Recognised by Unesco as an intangible cultural heritage, this technique of riding requires intensive training both for the rider and horse

The écuyers of Le Cadre noir de Saumur during a show Pic: Benoit Lemaire / IFCE

The écuyers of Le Cadre noir de Saumur in Saint-Hilaire-Saint-Florent, Pays de la Loire, are simply put, the crème de la crème.

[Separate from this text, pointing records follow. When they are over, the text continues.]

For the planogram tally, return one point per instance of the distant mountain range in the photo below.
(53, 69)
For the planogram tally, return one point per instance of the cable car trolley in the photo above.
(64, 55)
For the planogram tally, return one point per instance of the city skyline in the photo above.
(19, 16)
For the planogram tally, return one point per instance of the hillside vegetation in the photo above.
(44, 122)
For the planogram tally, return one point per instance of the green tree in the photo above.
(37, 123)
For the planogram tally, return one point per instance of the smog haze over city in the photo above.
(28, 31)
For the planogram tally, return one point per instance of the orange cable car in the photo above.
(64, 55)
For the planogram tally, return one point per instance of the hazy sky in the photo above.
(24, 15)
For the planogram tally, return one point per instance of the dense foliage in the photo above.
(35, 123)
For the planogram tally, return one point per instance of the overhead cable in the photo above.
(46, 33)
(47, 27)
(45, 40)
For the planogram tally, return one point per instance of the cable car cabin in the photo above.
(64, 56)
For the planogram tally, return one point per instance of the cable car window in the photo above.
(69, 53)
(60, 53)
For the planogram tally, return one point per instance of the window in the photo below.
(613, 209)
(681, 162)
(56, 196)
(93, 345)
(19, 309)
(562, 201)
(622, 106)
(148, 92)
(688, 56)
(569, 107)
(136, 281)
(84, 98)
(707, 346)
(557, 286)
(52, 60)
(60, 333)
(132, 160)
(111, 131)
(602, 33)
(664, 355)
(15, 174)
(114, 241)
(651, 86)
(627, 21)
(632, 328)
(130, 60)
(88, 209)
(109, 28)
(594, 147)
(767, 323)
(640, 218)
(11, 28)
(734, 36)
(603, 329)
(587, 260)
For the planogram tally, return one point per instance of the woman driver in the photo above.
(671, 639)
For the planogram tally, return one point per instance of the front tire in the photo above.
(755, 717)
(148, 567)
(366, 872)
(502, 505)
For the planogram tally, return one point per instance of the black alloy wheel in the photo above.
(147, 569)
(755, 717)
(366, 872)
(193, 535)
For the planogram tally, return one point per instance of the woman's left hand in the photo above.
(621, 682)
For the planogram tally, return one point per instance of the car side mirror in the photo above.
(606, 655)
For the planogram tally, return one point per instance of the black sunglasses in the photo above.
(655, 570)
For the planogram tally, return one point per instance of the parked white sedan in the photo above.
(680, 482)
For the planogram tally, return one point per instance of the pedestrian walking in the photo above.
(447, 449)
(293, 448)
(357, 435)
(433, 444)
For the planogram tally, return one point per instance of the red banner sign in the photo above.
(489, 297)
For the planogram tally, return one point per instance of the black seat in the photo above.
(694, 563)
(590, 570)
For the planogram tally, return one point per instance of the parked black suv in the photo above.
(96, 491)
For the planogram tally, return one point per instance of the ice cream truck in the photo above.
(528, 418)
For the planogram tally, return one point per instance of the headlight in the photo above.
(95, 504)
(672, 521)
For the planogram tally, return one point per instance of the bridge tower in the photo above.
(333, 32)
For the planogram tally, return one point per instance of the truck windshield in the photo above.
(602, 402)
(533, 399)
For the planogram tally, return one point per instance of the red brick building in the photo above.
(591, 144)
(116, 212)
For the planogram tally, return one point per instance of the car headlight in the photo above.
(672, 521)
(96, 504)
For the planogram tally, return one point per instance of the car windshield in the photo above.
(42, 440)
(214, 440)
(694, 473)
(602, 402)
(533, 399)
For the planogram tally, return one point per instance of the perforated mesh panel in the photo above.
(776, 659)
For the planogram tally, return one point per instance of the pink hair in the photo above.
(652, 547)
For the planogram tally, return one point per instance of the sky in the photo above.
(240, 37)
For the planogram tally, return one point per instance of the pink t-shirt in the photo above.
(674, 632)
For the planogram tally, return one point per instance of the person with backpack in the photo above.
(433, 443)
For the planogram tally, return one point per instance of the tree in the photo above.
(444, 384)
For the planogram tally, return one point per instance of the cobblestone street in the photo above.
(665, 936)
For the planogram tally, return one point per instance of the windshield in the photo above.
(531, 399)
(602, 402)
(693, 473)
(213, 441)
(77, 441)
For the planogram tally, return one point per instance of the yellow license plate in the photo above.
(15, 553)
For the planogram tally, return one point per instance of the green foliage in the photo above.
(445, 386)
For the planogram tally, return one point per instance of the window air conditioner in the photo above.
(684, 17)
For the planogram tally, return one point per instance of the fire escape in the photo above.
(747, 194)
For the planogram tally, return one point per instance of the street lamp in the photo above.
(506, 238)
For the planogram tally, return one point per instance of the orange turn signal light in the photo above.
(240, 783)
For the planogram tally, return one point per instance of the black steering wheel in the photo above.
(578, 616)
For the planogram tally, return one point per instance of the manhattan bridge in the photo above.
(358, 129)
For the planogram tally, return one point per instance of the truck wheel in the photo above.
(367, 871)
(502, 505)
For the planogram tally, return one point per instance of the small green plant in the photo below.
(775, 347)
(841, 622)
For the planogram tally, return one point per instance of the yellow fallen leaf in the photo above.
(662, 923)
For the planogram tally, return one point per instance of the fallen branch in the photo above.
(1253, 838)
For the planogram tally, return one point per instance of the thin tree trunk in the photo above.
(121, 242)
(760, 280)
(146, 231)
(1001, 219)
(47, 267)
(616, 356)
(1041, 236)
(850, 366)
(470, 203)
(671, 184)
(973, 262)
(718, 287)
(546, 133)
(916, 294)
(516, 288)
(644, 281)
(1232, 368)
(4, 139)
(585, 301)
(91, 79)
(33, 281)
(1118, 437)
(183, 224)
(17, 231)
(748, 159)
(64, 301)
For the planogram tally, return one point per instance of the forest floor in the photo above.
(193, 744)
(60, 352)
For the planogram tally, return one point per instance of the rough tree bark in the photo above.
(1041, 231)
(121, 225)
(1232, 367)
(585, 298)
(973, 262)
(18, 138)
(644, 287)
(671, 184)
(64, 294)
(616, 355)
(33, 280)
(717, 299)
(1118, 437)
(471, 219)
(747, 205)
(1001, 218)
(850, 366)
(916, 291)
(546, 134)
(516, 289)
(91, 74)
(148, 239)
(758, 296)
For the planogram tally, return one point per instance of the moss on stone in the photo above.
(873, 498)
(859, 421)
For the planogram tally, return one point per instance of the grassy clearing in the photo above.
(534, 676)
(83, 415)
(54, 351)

They are quite simply the best. 

They are so good that 10 years ago Unesco inscribed Le Cadre noir on the list of intangible cultural heritage of humanity, for horse riding ‘in the French tradition’.

It is a tradition that has been honed over the centuries with Le Cadre noir’s journey starting after the Napoleonic wars when the French cavalry was decimated. 

While tragic, it highlighted the need for more training and as a result there was a restructure within the cavalry. 

In 1815, Louis XVIII created the Ecole des Troupes à cheval. 

Not to be confused with the other military schools in Saumur, this one was opened solely to ensure the best instructors would train officers and horses for the cavalry corps. 

These teachers were great riders from Manèges of Versailles, the Tuileries and Saint-Germain, hired into the military, referring to teachings from the masters Antoine de Pluvinel, François Robichon de la Guérinière and François Baucher.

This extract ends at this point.